Если случается с человеком, что, найдя свою судьбу, он принимает ее однажды и навсегда, то так случилось с Мусей Бабановой в дни «Великодушного рогоносца» в холодном зале на Новинском бульваре, 32. Все, что происходило потом в долгой и трудной жизни Марии Ивановны Бабановой — все странное и мало понятное окружающим, — было заложено в этой первой встрече ее с искусством, с самою собой, с Мастером. Ее жизненное предназначение — театр — открылось ей через Мейерхольда и накрепко с ним связалось.

О собственном своем месте в театре Бабанова тогда еще не помышляла. Она не успела вкусить ни отравы личного сценического успеха, ни радости перевоплощения. Повинуясь своей природе, она стремилась к игре, и эта высокая Игра явилась ей в образе Мейерхольда. Другие могут вспоминать его седеющим, горбоносым, сутуловатым, стремительным, живописно наряженным в шинель и обмотки, изнутри озаренным — отдельные черты облика.

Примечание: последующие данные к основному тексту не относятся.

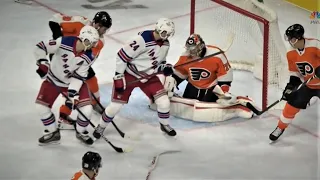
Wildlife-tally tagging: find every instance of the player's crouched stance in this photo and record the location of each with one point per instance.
(144, 55)
(303, 63)
(206, 97)
(91, 163)
(65, 73)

Для Бабановой он остался Мейерхольдом, — этим сказано все. Трезво, подчас иронично зоркая, даже злопамятная к мелочам жизни, на Мейерхольда она это {25} не распространяет, не помнит даже, как и когда увидела его в первый раз. Просто он ударил в ее жизнь, как молния, и озарил смысл существования. Это было важнее, чем тяжелая клетка с птицей, которой Мейерхольд нагрузил Стеллу, чем общая неясность роли, которой она ужасалась наедине с собой. Зато на репетициях она была вся внимание и с первой подачи брала любое указание Мастера, как на спортплощадке.

Из бесед с М. И. Бабановой

«Я привыкла выполнять все, чего требовал Мейерхольд. Я никогда не задумывалась: больно — больно, опасно — опасно. Вот, видите, косточка на ноге торчит. Потом расскажу, как я ее вывихнула. Но он был для меня безоговорочным авторитетом: прыгать — прыгала, съезжать — съезжала. Этого от него не отнимешь, да и от меня тоже».

Ни Мейерхольд, одушевленный постановкой блестящего дуэта Ильинского и Зайчикова, ни послушная Стелла не думали о том, что на этих репетициях готовится не только манифест «левого» театра, но и чудо «новой актрисы» — Бабановой. Ею никто особенно не восхищался, но никто за нее и не волновался. Для волнений и радостей было много других поводов.

Ближе к премьере большинство участников спектакля вообще перестали уходить домой: под утро станок превращался в импровизированные нары. Только Муся Бабанова продолжала регулярно совершать длинный и небезопасный путь в Замоскворечье. Левизна левизной, а спать надо в собственной постели, возможно, думала благонравная исполнительница Стеллы, оскользаясь в обтаянных сугробах: в Москве пахло уже весной.

Из бесед с М. И. Бабановой

«Знаете, чему меня научили дома? Двум вещам: я всегда спала только в собственной постели (кроме гастролей, конечно) и никогда не была должна ни одного рубля. Другим давала — пожалуйста, — но не занимала».

Этот страстный консерватизм навсегда сохранит Мария Ивановна Бабанова, и он убережет ее от всех искушений милой актерскому сердцу богемы гораздо надежнее, чем изобретенная тогда научная организация труда — НОТ.

… Тут-то, к концу работы над «Рогоносцем», сказал свое слово «великий немой» здания «б. Зон» — электрический счетчик, недаром упомянутый летописцем театра Аксеновым: «Первым вспомнил о нем МОГЭС и прочел его злокозненные показания, легшие в основу страшнейшего счета и ультиматума об уплате соответствующей контрибуции. Театру Актера приходилось оплачивать всю энергию, зарегистрированную счетчиком со дня Февральской революции и, как выяснилось потом, накаливавшую лампы и печи не только разнообразнейших театров, квартировавших в помянутом помещении, но почти и целого квартала. Нужны были деньги, нужны были сборы…»[14].